State

Board postpones decision on SIU student newspaper

The Tuesday edition of the Daily Egyptian, the student newspaper at Southern Illinois University is seen Thursday in Carbondale. The future of the 98-year-old paper is cloudy after the SIU Board of Trustees declined to approve a proposed student fee to help pay for the daily that administrators of the paper say would help keep the newspaper from losing a projected $200,000.
The Tuesday edition of the Daily Egyptian, the student newspaper at Southern Illinois University is seen Thursday in Carbondale. The future of the 98-year-old paper is cloudy after the SIU Board of Trustees declined to approve a proposed student fee to help pay for the daily that administrators of the paper say would help keep the newspaper from losing a projected $200,000.
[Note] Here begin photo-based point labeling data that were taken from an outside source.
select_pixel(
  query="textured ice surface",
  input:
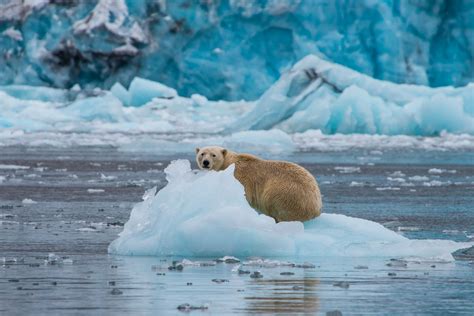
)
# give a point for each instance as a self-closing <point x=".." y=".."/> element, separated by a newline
<point x="231" y="49"/>
<point x="205" y="214"/>
<point x="313" y="95"/>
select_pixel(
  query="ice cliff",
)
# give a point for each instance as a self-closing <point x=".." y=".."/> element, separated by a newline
<point x="232" y="49"/>
<point x="313" y="95"/>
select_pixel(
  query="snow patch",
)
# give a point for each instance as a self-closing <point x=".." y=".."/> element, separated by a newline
<point x="187" y="218"/>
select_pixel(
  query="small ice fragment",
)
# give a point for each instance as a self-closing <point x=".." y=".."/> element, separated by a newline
<point x="256" y="275"/>
<point x="397" y="263"/>
<point x="87" y="229"/>
<point x="347" y="169"/>
<point x="401" y="180"/>
<point x="188" y="307"/>
<point x="419" y="178"/>
<point x="408" y="229"/>
<point x="342" y="284"/>
<point x="95" y="190"/>
<point x="107" y="178"/>
<point x="228" y="259"/>
<point x="53" y="259"/>
<point x="116" y="291"/>
<point x="13" y="167"/>
<point x="361" y="267"/>
<point x="436" y="183"/>
<point x="397" y="174"/>
<point x="306" y="265"/>
<point x="219" y="281"/>
<point x="28" y="201"/>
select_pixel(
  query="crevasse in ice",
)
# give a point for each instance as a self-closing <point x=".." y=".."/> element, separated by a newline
<point x="314" y="95"/>
<point x="231" y="49"/>
<point x="205" y="214"/>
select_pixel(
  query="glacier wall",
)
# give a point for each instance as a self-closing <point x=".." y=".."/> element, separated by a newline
<point x="231" y="49"/>
<point x="314" y="95"/>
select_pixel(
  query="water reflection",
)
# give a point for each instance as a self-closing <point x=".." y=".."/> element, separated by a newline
<point x="283" y="296"/>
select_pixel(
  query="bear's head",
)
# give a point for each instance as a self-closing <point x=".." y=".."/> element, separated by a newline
<point x="211" y="157"/>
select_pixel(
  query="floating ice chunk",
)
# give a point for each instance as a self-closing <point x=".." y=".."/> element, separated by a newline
<point x="400" y="180"/>
<point x="95" y="190"/>
<point x="347" y="169"/>
<point x="440" y="171"/>
<point x="436" y="183"/>
<point x="107" y="178"/>
<point x="205" y="214"/>
<point x="419" y="178"/>
<point x="13" y="167"/>
<point x="387" y="189"/>
<point x="397" y="174"/>
<point x="28" y="201"/>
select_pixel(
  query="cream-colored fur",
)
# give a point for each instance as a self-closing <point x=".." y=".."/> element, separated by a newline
<point x="280" y="189"/>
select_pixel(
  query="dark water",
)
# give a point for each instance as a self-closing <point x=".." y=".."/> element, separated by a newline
<point x="81" y="197"/>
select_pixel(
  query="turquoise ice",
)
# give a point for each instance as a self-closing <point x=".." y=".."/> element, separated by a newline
<point x="232" y="49"/>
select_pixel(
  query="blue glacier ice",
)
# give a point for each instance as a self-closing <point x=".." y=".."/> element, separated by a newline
<point x="231" y="49"/>
<point x="313" y="95"/>
<point x="188" y="218"/>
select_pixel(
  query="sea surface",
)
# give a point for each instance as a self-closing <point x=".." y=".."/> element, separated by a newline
<point x="61" y="207"/>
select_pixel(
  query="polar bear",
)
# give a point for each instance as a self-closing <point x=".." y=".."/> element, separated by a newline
<point x="279" y="189"/>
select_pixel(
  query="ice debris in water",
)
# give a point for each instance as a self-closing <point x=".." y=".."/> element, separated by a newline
<point x="28" y="201"/>
<point x="205" y="214"/>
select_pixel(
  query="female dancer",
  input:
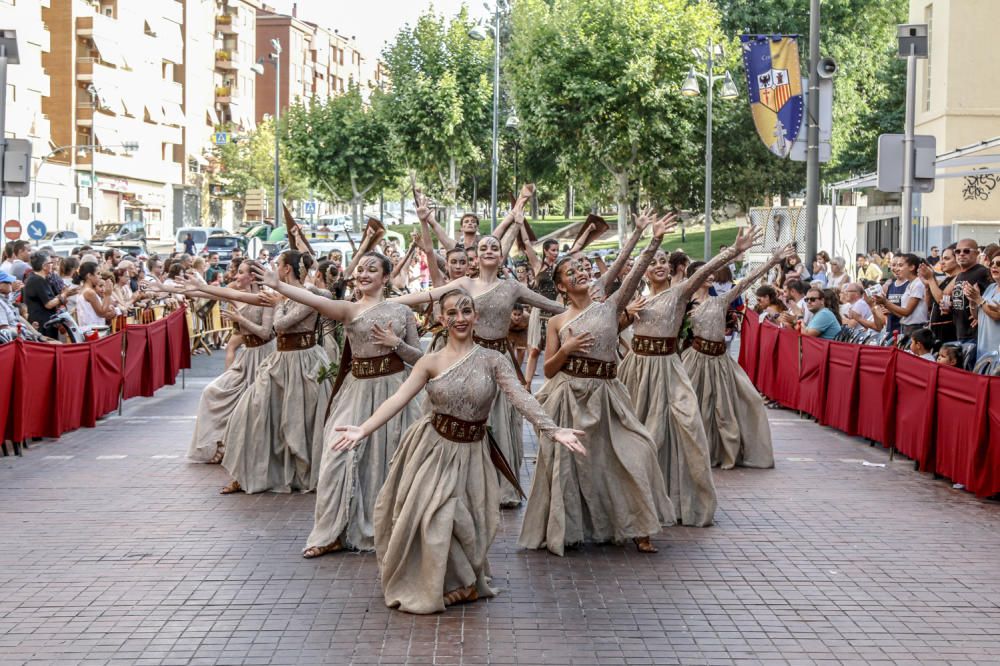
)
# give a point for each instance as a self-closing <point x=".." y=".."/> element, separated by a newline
<point x="618" y="492"/>
<point x="495" y="299"/>
<point x="731" y="409"/>
<point x="437" y="516"/>
<point x="661" y="391"/>
<point x="275" y="435"/>
<point x="253" y="325"/>
<point x="380" y="337"/>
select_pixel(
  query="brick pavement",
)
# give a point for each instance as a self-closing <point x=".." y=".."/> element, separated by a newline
<point x="116" y="550"/>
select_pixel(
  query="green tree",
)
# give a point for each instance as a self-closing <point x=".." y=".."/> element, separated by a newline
<point x="598" y="82"/>
<point x="344" y="146"/>
<point x="441" y="101"/>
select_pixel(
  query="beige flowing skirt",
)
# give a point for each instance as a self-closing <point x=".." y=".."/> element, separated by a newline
<point x="275" y="436"/>
<point x="349" y="481"/>
<point x="435" y="520"/>
<point x="220" y="398"/>
<point x="733" y="412"/>
<point x="665" y="402"/>
<point x="615" y="492"/>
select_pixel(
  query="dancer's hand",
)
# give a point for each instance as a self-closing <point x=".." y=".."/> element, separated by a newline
<point x="385" y="336"/>
<point x="349" y="437"/>
<point x="579" y="343"/>
<point x="570" y="439"/>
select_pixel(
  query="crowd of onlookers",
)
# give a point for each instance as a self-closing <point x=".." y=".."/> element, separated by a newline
<point x="943" y="307"/>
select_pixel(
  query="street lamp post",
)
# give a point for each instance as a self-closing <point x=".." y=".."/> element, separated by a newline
<point x="691" y="88"/>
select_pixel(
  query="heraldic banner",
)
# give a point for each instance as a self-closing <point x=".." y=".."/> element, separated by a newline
<point x="774" y="81"/>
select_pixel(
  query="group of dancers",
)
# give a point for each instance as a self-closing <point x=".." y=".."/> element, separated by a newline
<point x="413" y="453"/>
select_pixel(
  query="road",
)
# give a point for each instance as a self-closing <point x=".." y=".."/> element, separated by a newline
<point x="117" y="550"/>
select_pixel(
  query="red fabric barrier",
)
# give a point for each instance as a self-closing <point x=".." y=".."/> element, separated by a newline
<point x="961" y="424"/>
<point x="71" y="387"/>
<point x="135" y="360"/>
<point x="105" y="374"/>
<point x="8" y="368"/>
<point x="913" y="408"/>
<point x="876" y="392"/>
<point x="750" y="344"/>
<point x="786" y="380"/>
<point x="767" y="360"/>
<point x="986" y="469"/>
<point x="155" y="368"/>
<point x="35" y="401"/>
<point x="812" y="376"/>
<point x="841" y="386"/>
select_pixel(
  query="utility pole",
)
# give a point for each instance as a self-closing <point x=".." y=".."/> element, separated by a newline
<point x="812" y="136"/>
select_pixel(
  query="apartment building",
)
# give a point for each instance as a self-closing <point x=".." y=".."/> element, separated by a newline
<point x="27" y="85"/>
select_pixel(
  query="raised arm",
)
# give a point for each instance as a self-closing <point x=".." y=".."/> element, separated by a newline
<point x="351" y="435"/>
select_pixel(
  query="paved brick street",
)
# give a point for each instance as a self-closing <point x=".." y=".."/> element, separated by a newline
<point x="117" y="550"/>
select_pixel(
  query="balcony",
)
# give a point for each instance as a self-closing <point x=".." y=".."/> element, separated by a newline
<point x="224" y="60"/>
<point x="225" y="24"/>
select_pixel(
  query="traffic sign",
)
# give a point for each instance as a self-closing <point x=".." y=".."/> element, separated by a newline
<point x="12" y="229"/>
<point x="36" y="230"/>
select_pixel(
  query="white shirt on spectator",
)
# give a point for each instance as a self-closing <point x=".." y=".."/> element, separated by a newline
<point x="919" y="314"/>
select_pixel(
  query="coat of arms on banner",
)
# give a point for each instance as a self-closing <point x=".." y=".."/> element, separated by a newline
<point x="774" y="81"/>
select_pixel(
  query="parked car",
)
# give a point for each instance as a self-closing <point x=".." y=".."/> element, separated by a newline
<point x="120" y="231"/>
<point x="60" y="242"/>
<point x="199" y="235"/>
<point x="224" y="246"/>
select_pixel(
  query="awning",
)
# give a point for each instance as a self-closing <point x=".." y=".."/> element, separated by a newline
<point x="109" y="49"/>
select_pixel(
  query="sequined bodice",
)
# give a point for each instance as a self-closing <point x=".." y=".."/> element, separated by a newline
<point x="295" y="317"/>
<point x="663" y="315"/>
<point x="601" y="321"/>
<point x="708" y="318"/>
<point x="466" y="390"/>
<point x="494" y="307"/>
<point x="386" y="315"/>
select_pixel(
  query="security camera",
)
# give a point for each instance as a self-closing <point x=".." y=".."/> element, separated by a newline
<point x="826" y="68"/>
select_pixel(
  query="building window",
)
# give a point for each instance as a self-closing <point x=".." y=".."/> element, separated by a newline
<point x="929" y="20"/>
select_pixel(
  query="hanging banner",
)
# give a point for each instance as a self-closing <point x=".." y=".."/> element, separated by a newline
<point x="774" y="81"/>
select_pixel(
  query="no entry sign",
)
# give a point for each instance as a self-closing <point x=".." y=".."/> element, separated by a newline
<point x="12" y="229"/>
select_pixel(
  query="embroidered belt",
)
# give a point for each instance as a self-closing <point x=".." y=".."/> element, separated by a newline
<point x="250" y="341"/>
<point x="296" y="341"/>
<point x="500" y="344"/>
<point x="709" y="347"/>
<point x="376" y="366"/>
<point x="458" y="430"/>
<point x="581" y="366"/>
<point x="647" y="346"/>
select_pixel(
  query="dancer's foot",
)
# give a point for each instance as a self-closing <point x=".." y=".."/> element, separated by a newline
<point x="644" y="546"/>
<point x="220" y="452"/>
<point x="461" y="595"/>
<point x="316" y="551"/>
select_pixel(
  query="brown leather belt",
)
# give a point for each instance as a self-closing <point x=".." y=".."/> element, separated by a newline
<point x="458" y="430"/>
<point x="376" y="366"/>
<point x="250" y="341"/>
<point x="647" y="346"/>
<point x="581" y="366"/>
<point x="296" y="341"/>
<point x="500" y="344"/>
<point x="709" y="347"/>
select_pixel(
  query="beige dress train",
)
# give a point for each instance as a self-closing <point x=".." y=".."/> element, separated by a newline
<point x="349" y="481"/>
<point x="275" y="435"/>
<point x="221" y="396"/>
<point x="437" y="514"/>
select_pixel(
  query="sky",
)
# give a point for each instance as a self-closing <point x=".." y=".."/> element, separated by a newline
<point x="373" y="22"/>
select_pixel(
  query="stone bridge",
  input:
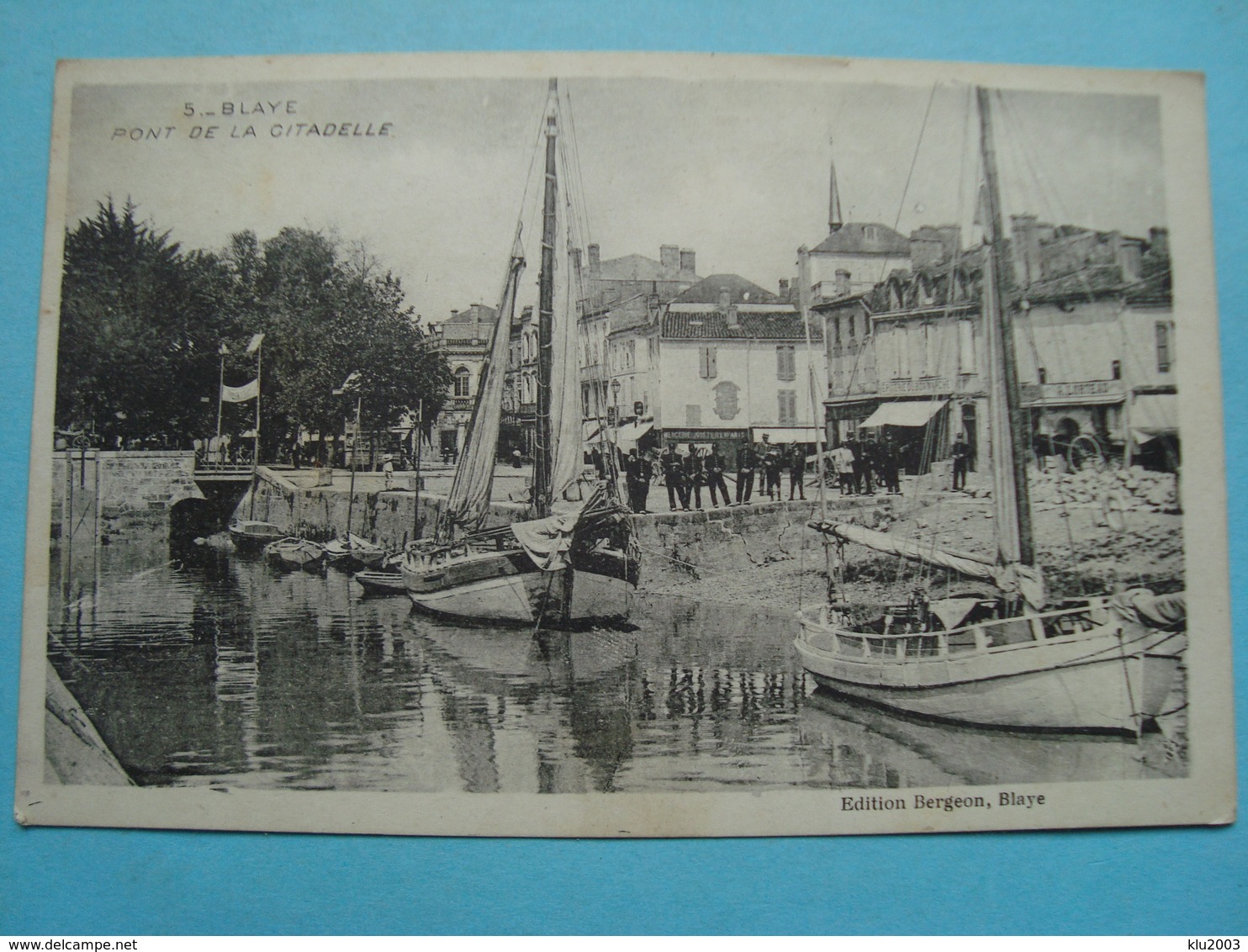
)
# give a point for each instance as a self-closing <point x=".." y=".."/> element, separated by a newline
<point x="116" y="490"/>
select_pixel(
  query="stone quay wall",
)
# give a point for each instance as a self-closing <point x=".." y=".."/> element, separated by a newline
<point x="674" y="546"/>
<point x="120" y="485"/>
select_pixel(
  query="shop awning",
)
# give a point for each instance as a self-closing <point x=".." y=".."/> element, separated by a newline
<point x="788" y="435"/>
<point x="631" y="433"/>
<point x="904" y="413"/>
<point x="1153" y="415"/>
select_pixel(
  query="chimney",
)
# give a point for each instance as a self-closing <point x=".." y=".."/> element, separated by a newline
<point x="1158" y="241"/>
<point x="843" y="283"/>
<point x="1026" y="248"/>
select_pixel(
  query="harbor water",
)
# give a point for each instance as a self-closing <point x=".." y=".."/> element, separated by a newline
<point x="203" y="666"/>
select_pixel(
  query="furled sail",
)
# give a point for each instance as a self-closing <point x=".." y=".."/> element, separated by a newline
<point x="1011" y="578"/>
<point x="468" y="500"/>
<point x="964" y="563"/>
<point x="565" y="431"/>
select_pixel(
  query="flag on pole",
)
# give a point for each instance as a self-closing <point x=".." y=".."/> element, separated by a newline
<point x="348" y="386"/>
<point x="241" y="394"/>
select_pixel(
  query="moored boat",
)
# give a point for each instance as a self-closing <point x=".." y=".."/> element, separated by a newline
<point x="292" y="553"/>
<point x="574" y="557"/>
<point x="1097" y="665"/>
<point x="252" y="536"/>
<point x="352" y="552"/>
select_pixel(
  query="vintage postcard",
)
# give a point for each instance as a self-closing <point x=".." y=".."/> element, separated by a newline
<point x="626" y="446"/>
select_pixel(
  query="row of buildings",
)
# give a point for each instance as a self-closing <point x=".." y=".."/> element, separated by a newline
<point x="895" y="332"/>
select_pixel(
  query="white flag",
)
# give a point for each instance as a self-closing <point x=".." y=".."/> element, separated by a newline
<point x="241" y="394"/>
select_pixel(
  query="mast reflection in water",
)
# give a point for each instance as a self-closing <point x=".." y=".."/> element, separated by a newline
<point x="209" y="669"/>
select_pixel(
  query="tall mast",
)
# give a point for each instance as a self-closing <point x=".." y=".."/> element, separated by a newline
<point x="542" y="458"/>
<point x="1008" y="423"/>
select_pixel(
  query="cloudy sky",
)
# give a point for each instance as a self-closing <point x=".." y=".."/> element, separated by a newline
<point x="735" y="170"/>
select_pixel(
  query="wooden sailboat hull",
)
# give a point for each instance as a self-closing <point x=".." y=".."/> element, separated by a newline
<point x="1111" y="678"/>
<point x="508" y="588"/>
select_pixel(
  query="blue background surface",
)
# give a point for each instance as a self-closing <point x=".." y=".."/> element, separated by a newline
<point x="111" y="881"/>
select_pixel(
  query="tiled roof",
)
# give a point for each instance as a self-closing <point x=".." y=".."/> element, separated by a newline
<point x="740" y="291"/>
<point x="780" y="325"/>
<point x="638" y="267"/>
<point x="853" y="239"/>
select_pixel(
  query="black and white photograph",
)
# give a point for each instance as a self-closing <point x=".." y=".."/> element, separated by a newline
<point x="626" y="446"/>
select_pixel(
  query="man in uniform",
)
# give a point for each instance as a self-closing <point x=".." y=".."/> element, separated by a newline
<point x="747" y="461"/>
<point x="863" y="459"/>
<point x="713" y="466"/>
<point x="694" y="478"/>
<point x="674" y="476"/>
<point x="796" y="469"/>
<point x="638" y="480"/>
<point x="961" y="459"/>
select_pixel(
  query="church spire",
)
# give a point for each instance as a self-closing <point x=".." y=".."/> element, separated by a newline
<point x="834" y="198"/>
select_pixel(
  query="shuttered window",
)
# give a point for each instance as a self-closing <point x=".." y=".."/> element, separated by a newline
<point x="788" y="407"/>
<point x="706" y="362"/>
<point x="1163" y="347"/>
<point x="786" y="363"/>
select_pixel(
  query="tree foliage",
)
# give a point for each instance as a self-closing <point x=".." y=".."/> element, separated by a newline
<point x="142" y="323"/>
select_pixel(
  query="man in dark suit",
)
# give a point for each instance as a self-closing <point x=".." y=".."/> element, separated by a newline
<point x="796" y="469"/>
<point x="747" y="461"/>
<point x="694" y="478"/>
<point x="713" y="466"/>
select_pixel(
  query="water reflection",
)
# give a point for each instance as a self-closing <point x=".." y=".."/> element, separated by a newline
<point x="208" y="669"/>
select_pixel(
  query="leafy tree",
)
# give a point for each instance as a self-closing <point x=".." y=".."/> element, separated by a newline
<point x="140" y="320"/>
<point x="142" y="323"/>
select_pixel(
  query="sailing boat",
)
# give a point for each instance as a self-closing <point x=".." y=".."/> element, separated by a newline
<point x="1098" y="665"/>
<point x="573" y="560"/>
CARBONDALE – The future of the 98-year-old student newspaper at Southern Illinois University in Carbondale was unclear Thursday after the university's governing board declined to approve a proposed student fee to help pay for the daily.

The SIU Board of Trustees, during a meeting in Edwardsville northeast of St. Louis, postponed making a decision on the $9 student media fee the Daily Egyptian's administrators insisted would help keep the newspaper from losing a projected $200,000. WSIU Radio reported the fee would generate more than $260,000 annually to support the publication's operation.

The campus' journalism school director, Bill Freivogel, told the Carbondale Southern Illinoisan that publishing the newspaper could be "very hard" without additional revenue sources.

"We [the newspaper] can't survive without the fee – it's as simple as that," said Eric Fidler, the Daily Egyptian's faculty adviser.

But the university system's new president, Randy Dunn, countered that it wasn't the end for the paper, and that he wants to work with it on its business model over the next year.

Publishing the paper as an online-only publication has been suggested, the Carbondale newspaper reported. But Freivogel said that would only exacerbate the newspaper's financial issues, noting that print ads draw eight to 10 times the revenue of online ones.

The board, while resisting increasing tuition for incoming freshman at the Edwardsville and Carbondale campuses, agreed Thursday to increase a range of fees.